What is fascinating to me is the number of times encryption or crypto appears in that study: zero. Not even once.

Symantec did not turn on encryption to see if any of the results changed. That study definitely is not about encryption helping or hurting crime. Can we try to extrapolate? Would people try harder to access data once they realize it is encrypted, being the curious types, looking for a key or guessing a PIN? Would attempts to return phones go down from half to zero when contact information is encrypted and can’t be read, causing overall phone loss numbers to go up?

And yet clearly the Slate author would have us believe Symantec’s study, which does not include encryption, proves encryption will help. The author gets even bolder from there, jumping to conclusions like this one, a perfect example of what I mean by jumping.

There wouldn’t have been a breach at all if that information had been encrypted.

If encryption, then no more breach…Hey, I think I get it!

  1. Collect Encrypted Underpants
  2. ?
  3. Profit!

No. This is all so wrong. Look again at the TJX breach I mentioned earlier. Look especially at the part where encryption was “in place” when the breach happened.

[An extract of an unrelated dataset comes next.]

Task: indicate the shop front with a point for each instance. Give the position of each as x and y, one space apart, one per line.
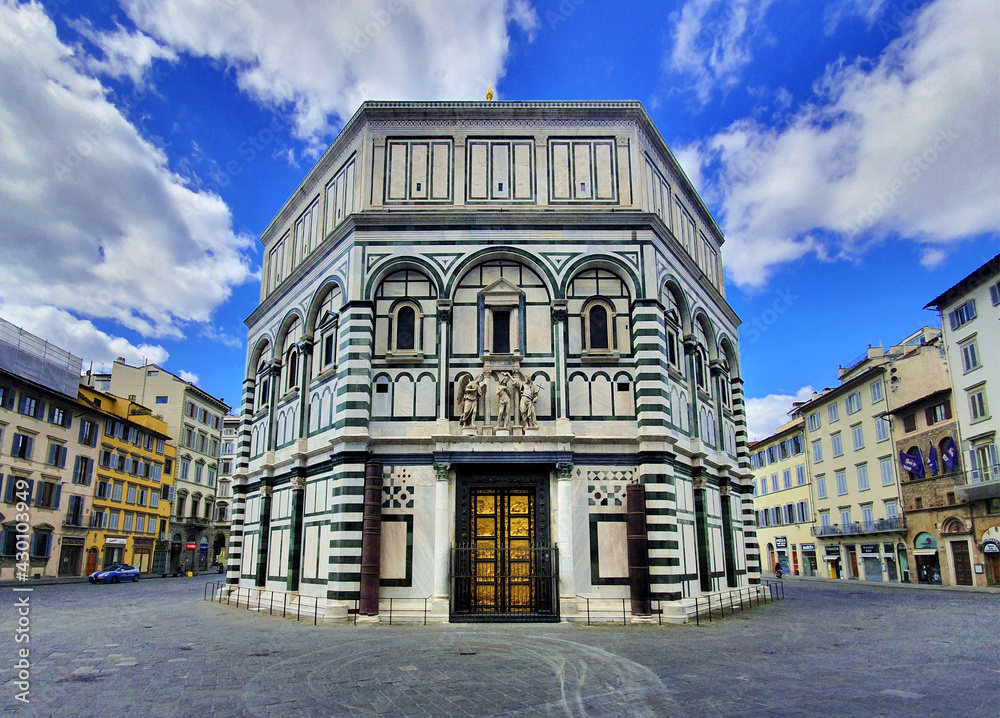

TJX was using encryption technology for wireless networking, known generally as WEP, that used the RC4 stream cipher for confidentiality and CRC-32 checksum for integrity. There’s the encryption, right there, in the middle of a report discussing a huge, industry changing breach. Despite encryption, or arguably even because of misuse/overconfidence in weak encryption, we saw one of the largest breaches in history. Again, the crux of the issue is we aren’t using nuance in our discussion of encryption “solving” crimes. Far more detail and research of real-world applied encryption is greatly preferred to people saying “encryption is good, prevents crime” dropping the mike and walking off stage.

Studies of encryption effects on crime beg details of how we would define levels of “strong”, what is “proper” key management, “gaps” between architecture and operation…but my point again is we don’t seem to have any studies that tell us where, when or how exactly encryption prevented crimes generally, let alone a prediction for our future. Say for example we treat encryption as a tax on threats, an additional cost for them to be successful. Can we model a decline in attacks over time? I would love to see evidence that higher taxes lower likelihood of threats across time compared to lower taxes (e.g. as has been illustrated with US cigarette policies):

Smoking_Tax_Cancer_Plot

We know encryption can prevent types of crime. We no longer have an apartheid government in South Africa, proving a particular control has utility for a specific issue. I just find it interesting how easily people want to use a carte blanche argument for general crime being solved, greater good, when we talk about encryption. People call on us to sign a big encryption check, despite offering no real study or analysis of impact at a macro or quantitative level. That probably should change before we get into policy-level debates about the right or wrong thing to do with regulation of encryption.


Updated to add reference:

European Axis Signal Intelligence in WWII as revealed by TICOM Investigations and other prisoner of war interrogations and captured material, principally German, 1 May 1946

“Target Intelligence Committee.” The project, which was originally conceived by Colonel George A. Bicher, Director of the Signal Intelligence Division, ETOUSA, in the summer of 1944, aimed at the investigation and possible exploitation of German cryptologic organizations, operations, installations, and personnel, as soon as possible after the
impending collapse of the German forces.